A phenotypic rescue approach identifies lineage regionalization defects in a mouse model of DiGeorge syndrome

ABSTRACTTBX1 is a key regulator of pharyngeal apparatus (PhAp) development. Vitamin B12 treatment partially rescues aortic arch patterning defects of Tbx1+/- embryos. Here we show that it also improves cardiac outflow tract septation and branchiomeric muscle anomalies of Tbx1 hypomorphic mutants. At molecular level, the in vivo vB12 treatment let us to identify genes that were dysregulated by Tbx1 haploinsufficiency and rescued by treatment. We found that SLUG, encoded by the rescued gene Snai2, identified a population of mesodermal cells that was partially overlapping with but distinct from ISL1+ and TBX1+ populations.
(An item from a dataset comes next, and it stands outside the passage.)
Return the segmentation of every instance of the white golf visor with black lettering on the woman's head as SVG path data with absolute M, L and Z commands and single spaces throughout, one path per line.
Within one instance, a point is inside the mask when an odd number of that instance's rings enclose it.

In addition, SLUG+ cells were mislocalized and had a greater tendency to aggregate in Tbx1+/- and Tbx1-/- embryos and vB12 treatment restore cellular distribution. Adjacent neural crest-derived mesenchymal cells, which do not express TBX1, were also affected, showing enhanced segregation from cardiopharyngeal mesodermal cells. We propose that TBX1 regulates cell distribution in core mesoderm and the arrangement of multiple lineages within the PhAp.